MIDI機器から直接入力ができるなら、たぶんできるよねと思い試してみると……。
あっさり使えてしまいました。で、深夜だったので声もだせず、マイクに向かってタ行をひそかにつぶやきました。(丑三つ時の妖怪つぶやきオジジ。私の「他人にみられたくない姿」No.2ぐらいです。)
トリガー機能はかなり高感度で優秀。「タ」・「ド」、「カ」など、立ち上がりのはっきりした擦過音系などの音なら、低ボリュームでもけっこう拾ってくれました。
※2022/12/01追記:後日追加された機能 [MIDI Capture](プラグイン)を導入したら、バンドプロデューサー5が途中で落ちるようになり、使えなくなりました。(この機能はVST3プラグインとしての追加なので、VST3非対応のBP5では落ちて当然ではあるのです。ひょっとしたらと試したほうが悪いわけで。)
気づいたこと
味を占めて、今度はふつうのDAW(Cakewalk by BandLab)を試してみることにしたのですが、そう甘くなかった。
あまり使ってなくて気づかなかったのですが、DAWって楽器がアニメ風に動いたりとか、けっこう重たいアプリなんですね。
音の受渡し時点でドロップアウト・エラーが頻発して使い物にならず。調べるとCPU使用率が100%を示していたりと悲惨。
要はPCの性能が追い付いてない感じで、ASIO4ALL・Dubler2・Cakewalkの3つを連携稼働させるには無理があったみたいです。
Dubler2を導入したいあなた、PCの性能はよくチェックなさることをお勧めします。私のはCore i5の旧世代CPUでした。

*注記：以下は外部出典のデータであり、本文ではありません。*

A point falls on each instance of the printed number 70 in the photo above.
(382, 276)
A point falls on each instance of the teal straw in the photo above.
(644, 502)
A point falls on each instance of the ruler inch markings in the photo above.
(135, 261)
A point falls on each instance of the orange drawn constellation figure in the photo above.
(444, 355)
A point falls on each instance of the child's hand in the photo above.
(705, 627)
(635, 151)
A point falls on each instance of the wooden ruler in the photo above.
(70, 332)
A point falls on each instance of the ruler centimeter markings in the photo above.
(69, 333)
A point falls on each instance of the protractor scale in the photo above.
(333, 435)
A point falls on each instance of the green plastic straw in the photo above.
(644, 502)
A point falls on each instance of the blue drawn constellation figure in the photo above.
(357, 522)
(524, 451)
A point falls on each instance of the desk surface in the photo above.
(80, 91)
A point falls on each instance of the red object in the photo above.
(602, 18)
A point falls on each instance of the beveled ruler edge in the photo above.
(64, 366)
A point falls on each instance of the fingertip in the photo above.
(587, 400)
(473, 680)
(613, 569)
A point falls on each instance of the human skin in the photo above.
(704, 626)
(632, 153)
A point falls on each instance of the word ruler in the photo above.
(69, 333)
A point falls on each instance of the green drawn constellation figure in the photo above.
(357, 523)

あ、それとオーディオインターフェイスにもご注意くださいね。低価格品はほとんどASIO非対応ですから。
結局オーディオインターフェース買いました。
【2022/11/20追記】 ASIO4ALLでの使用だと、自分の環境ではあまりうまく動かないので、ASIOに標準対応したオーディオインターフェースで最安価な製品を購入してしまいました。
M-AUDIO社の M-Track Solo という製品です。ついでにダイナミックマイクとXLRケーブルも購入して、(ポイントとか使ったので)約8,000円。普通に購入しても1万円以下で揃えられると思います。

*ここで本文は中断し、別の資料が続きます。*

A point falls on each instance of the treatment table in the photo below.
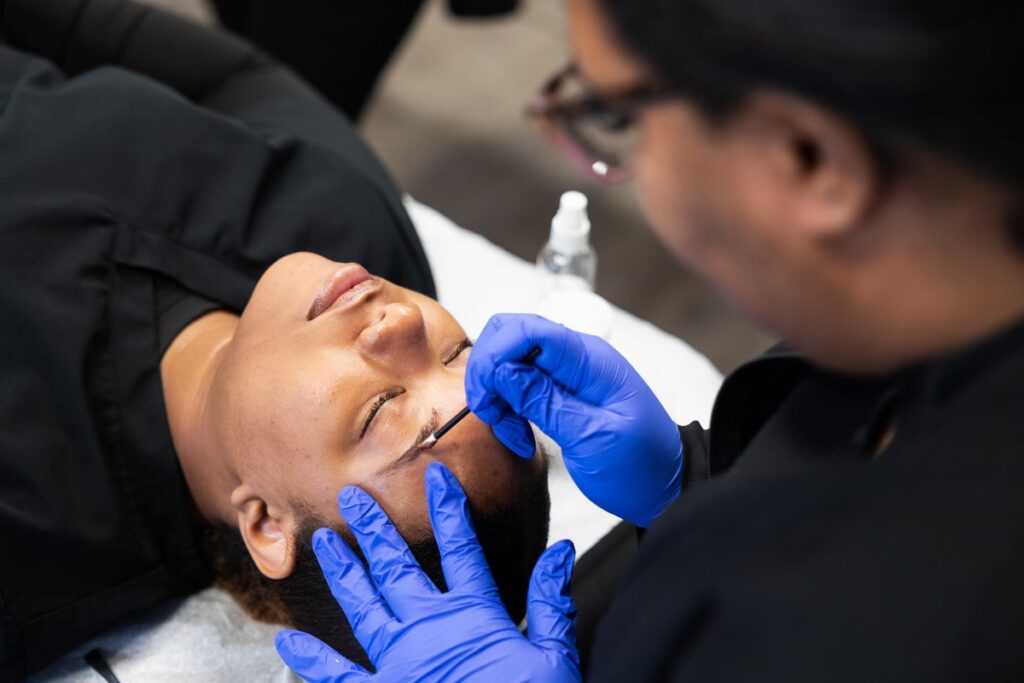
(207, 637)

付属の取説が日本語Windowsの表記と異なっているようで、ちょっととまどう人もいるかと思うので、そこいらを別記事にまとめました。(下の関連記事です。)
※M-Track Soloのマイク用コネクタ自体は、XLR・PHONE両対応タイプです。
※購入時点での最安値は、Amaで6,000円でした。
まあ、ひねくれものの私はヨドで買いましたが。
ただ、上位機種のM-Track Duoも、あまり値段が
違わないことに気づいてしまいました。^^;
最後の最後
2022/7の無償アップデートでは「自動キー検出機能」が追加されました。購入した時点で「あったらいいな」と思った機能が、偶然にも直後に追加されて、 vochlea社のやる気を感じました。
作曲していて、「メロディーに合った和音が自動でつけられたら」ってのは夢だったという人も多いと思うんですが、それが実現するなんてすごすぎます。ワクワク感のある未来が見えるのは素晴らしい。使ってみたら世界が広がるかもです。